Uno de los micros del presbiterio ha fallado y el nuevo, colocado en el ambón,
ha exigido realizar una pequeña transformación en el atril. Aprovechando esta
circunstancia me puse a pensar si convenía colocar algún símbolo y cuál. La
cosa tenía que ser sencilla y barata. Si no, mejor dejarlo como está. Aunque parezca una proa de barco.
Entre lo que recuerdo de haberlo visto por ahí y lo que internet ofrece, sólo se
me ocurría poner una simple cruz de madera. Pero ¡ya tenemos una!, me decía.
Además del crucifijo del altar. ¿No serán demasiadas?
Coger a estas alturas de mi vida la gubia y el formón para tratar de
tallar alguna cosa, tipo libro abierto, pájaro alado o similar, ya no está
entre mis posibilidades. ¡Menos aún representar a los cuatro evangelistas!
Así anduve casi la mañana entera, cavilando. Pero no desistí, porque
mañana, me decía, hay confirmaciones y tiene que estar terminado. A la hora de
comer, entré en casa para fumarme un pitillín y clavé la mirada en el belén de Tere
y Ramón que tengo bajo el reloj de pared. ¿Un belén? ¿En un ambón? ¡Nunca jamás en ningún lugar lo he visto!

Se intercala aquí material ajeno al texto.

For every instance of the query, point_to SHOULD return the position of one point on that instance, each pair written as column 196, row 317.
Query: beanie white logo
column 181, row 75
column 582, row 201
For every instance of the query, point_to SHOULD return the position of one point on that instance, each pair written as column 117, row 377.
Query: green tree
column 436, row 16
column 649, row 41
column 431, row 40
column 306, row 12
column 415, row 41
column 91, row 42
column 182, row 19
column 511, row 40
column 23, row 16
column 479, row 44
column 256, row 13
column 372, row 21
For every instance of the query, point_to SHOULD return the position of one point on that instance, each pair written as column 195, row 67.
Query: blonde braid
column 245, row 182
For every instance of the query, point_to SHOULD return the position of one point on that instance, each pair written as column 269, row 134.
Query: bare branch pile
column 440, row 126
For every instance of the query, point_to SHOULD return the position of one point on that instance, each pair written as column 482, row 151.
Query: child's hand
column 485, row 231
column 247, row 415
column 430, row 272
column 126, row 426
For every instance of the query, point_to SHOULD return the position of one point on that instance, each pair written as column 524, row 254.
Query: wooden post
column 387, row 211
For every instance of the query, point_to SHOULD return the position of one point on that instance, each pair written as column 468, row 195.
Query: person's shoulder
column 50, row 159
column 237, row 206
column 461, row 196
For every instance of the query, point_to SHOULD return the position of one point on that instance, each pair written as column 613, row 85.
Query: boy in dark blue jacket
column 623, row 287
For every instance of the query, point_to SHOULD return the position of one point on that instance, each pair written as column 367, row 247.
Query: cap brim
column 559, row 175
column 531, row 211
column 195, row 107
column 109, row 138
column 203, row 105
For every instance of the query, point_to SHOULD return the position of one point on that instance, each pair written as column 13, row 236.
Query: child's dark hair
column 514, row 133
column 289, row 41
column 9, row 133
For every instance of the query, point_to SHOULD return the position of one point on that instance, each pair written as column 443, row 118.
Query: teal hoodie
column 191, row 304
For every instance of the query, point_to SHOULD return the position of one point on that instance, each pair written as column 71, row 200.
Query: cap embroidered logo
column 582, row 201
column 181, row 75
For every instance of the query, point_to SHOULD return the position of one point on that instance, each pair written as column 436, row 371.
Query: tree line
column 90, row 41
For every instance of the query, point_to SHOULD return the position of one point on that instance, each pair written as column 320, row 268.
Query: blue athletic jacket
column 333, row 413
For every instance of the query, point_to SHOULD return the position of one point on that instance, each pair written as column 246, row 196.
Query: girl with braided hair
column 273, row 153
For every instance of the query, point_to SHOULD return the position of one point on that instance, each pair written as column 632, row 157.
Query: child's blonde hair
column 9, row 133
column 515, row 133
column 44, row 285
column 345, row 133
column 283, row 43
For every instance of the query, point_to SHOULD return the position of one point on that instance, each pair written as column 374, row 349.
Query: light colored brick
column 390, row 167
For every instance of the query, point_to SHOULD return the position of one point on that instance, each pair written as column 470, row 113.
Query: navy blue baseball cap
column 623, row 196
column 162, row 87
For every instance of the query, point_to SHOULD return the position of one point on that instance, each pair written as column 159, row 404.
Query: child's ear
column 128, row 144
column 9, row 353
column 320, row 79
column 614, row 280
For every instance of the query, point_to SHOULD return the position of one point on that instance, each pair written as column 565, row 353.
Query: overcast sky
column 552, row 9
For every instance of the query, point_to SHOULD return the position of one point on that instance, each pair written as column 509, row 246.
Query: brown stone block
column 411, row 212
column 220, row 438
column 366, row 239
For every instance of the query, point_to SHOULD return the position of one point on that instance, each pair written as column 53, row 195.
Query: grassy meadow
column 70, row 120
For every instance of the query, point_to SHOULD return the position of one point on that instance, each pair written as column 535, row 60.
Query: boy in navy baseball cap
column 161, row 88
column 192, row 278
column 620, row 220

Y me decidí. Si a nadie se le ha ocurrido, mejor; que sea novedad. Y con
un par de cuñas y dos pegotones de cola blanca lo avié.
A la hora en punto estaba sentado a la mesa, satisfecho. Si Luis, al
verlo, me pide explicaciones, se las doy: ¡Qué mejor símbolo para un ambón que
la Palabra Encarnada! Y no lo digo yo, lo dice Juan al comenzar su evangelio:
«Y la Palabra se hizo carne» (1, 14).
Así que ya lo he dicho: dentro de un rato, Luis Argüello, nuestro flamante obispo
auxiliar electo, vendrá a pasar un buen rato con nosotros.